I have engaged with this bit of pedantry in order to make the case clear that scientists are interested in strictly universal statements. Now that this is tentatively settled, I will get to the heart of the problem.
Since a strictly universal statement predicts a great deal (i.e., it is interesting), it prohibits a large number of state of affairs, meaning that it has a probability that approaches zero. In brief, if a theory T1 predicts “It will rain on Monday”, then T2 “It will rain on Monday and it will rain on Wednesday” must necessarily be either as probable or less probable as T1.
Continue adding on predictions to arrive at Tn: An infinite list of conjunctions of predictions, meaning that Tn would have a probability that approaches zero. In other words, the probability of a statement has an inverse relationship with its content. Furthermore, the more interesting you make a theory (the more it predicts), the easier it is to test the theory, for there are more possible situations to test the theory.
The problem: There are as many different theories that satisfy Tn as there are types of Bayesianism!
Question: Which theory that satisfies Tn should the scientist prefer?
Answer: A theory expressible in a form that satisfies Liebniz’s lather!
In other words, out of all the possible theories that satisfy Tn, we want to adopt a strictly universal statement: A theory that is simple, interesting and improbable. Is there anything objectionable (counter-productive, imprudent) about adopting this answer? I ask this question, for its consequences are currently controversial in the philosophy of science.
Although the acceptance of this methodological rule is permitted, and often recommended, it is never demanded. Appealing to this rule is only to minimize the number of uninteresting and highly probable theories that are difficult to test. The reason is as follows: We have a very limited amount of time at hand, as as Keynes remarked, In the long run we are all dead. Thus, we want interesting and highly improbable theories that are comparatively easy to test.
Now, the great reveal: What I have just done is to reverse-engineer what Popper’s Critical Rationalism (CR) advocates (but does not demand), for  no number of corroborating evidence can indicate if a theory is true. ‘Testability’ is then equivalent to ‘falsifiability.’ The scientist is interested in the origination of bold conjectures that are easily falsified, if the theory is false!

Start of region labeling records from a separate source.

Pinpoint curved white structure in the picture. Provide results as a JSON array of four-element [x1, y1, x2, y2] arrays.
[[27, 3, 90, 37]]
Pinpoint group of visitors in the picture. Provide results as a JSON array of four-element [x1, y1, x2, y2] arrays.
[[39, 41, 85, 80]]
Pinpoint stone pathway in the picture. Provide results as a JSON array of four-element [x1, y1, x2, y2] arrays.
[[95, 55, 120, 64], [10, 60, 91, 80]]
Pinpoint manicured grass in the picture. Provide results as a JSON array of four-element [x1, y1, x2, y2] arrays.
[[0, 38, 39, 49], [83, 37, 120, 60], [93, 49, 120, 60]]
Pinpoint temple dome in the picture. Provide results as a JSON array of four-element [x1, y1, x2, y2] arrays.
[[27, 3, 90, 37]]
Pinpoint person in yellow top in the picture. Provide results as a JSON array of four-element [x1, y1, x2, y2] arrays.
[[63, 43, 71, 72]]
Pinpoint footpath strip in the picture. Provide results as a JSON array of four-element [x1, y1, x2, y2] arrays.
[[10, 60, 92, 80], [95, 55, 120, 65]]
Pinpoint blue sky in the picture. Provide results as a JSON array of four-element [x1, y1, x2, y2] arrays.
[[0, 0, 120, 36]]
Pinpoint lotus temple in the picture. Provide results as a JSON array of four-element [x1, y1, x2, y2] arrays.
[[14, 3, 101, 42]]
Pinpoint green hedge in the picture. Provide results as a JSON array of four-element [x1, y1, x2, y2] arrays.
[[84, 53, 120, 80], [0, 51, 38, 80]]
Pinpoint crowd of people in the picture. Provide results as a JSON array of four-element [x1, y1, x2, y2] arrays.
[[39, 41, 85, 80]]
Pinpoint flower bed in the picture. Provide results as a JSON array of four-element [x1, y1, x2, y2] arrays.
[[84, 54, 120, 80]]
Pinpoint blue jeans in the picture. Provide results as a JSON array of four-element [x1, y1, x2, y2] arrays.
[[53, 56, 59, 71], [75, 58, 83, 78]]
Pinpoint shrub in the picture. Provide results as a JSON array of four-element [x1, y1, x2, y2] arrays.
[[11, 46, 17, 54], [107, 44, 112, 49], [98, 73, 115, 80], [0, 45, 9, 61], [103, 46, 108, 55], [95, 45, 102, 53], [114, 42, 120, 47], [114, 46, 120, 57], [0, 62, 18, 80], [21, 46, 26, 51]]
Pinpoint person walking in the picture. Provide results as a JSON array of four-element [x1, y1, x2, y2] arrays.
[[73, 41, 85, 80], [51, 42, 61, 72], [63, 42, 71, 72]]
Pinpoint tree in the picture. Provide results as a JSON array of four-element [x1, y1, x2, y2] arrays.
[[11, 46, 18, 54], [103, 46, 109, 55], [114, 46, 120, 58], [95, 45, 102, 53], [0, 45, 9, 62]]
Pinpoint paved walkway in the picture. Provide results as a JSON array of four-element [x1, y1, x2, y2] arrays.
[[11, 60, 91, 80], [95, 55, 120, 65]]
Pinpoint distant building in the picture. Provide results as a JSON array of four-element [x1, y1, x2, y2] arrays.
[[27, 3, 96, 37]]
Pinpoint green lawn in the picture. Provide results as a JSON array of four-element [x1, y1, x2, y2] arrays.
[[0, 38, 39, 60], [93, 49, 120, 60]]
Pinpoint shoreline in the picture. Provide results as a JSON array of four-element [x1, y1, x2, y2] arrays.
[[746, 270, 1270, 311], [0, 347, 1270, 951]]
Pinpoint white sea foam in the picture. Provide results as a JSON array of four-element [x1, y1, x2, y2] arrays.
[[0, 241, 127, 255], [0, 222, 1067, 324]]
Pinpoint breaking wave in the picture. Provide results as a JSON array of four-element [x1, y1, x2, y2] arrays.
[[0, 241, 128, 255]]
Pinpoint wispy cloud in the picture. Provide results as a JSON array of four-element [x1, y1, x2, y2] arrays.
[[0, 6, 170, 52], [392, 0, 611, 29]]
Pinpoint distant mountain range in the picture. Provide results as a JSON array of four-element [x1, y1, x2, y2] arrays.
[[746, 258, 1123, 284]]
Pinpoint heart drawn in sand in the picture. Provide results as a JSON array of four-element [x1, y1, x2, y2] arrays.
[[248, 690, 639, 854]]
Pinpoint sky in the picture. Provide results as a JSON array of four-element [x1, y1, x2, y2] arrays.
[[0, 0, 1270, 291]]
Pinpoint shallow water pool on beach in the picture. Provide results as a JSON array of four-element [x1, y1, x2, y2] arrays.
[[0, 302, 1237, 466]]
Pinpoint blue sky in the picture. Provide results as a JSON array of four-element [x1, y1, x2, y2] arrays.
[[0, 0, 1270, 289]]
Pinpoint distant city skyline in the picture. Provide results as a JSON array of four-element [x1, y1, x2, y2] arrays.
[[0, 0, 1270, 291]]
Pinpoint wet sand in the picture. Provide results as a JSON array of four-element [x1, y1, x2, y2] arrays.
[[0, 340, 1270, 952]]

We’ve moved from something uncontroversial to something radical. The argument goes as follows:
- Scientists prefer theories that are simple and interesting. (I., II.)
- If it is simple and interesting, then it is a strictly universal statement. (II.)
- Strictly universal statements are highly improbable. (III.)
- The more improbable a theory, the more testable a theory. (III.)
- Testability is equivalent to falsifiability. (V.)
- Scientists prefer theories that are highly falsifiable. (V.)
C: Critical Rationalism best describes scientific practice.
 An aside. I must give a caveat: I do not mean to imply that a scientist is prohibited from formulating a theory that presently violates Occam’s razor as traditionally understood, by positing presently unobserved regularities. I mean only that theories expressible in a small number of bits are to be preferred over others.
 I made the name up.
 This is a guiding principle, not a rule set in stone, for scientists that understand a problem in great detail often come about new theories through a flash of insight. I do not mean to say that there is a specific method to theory-formation, only that it is recommended that whatever theory a scientist posits should conform to these restrictions. Once the theory has been formed, the theory ought to receive — ahem! — a clean shave.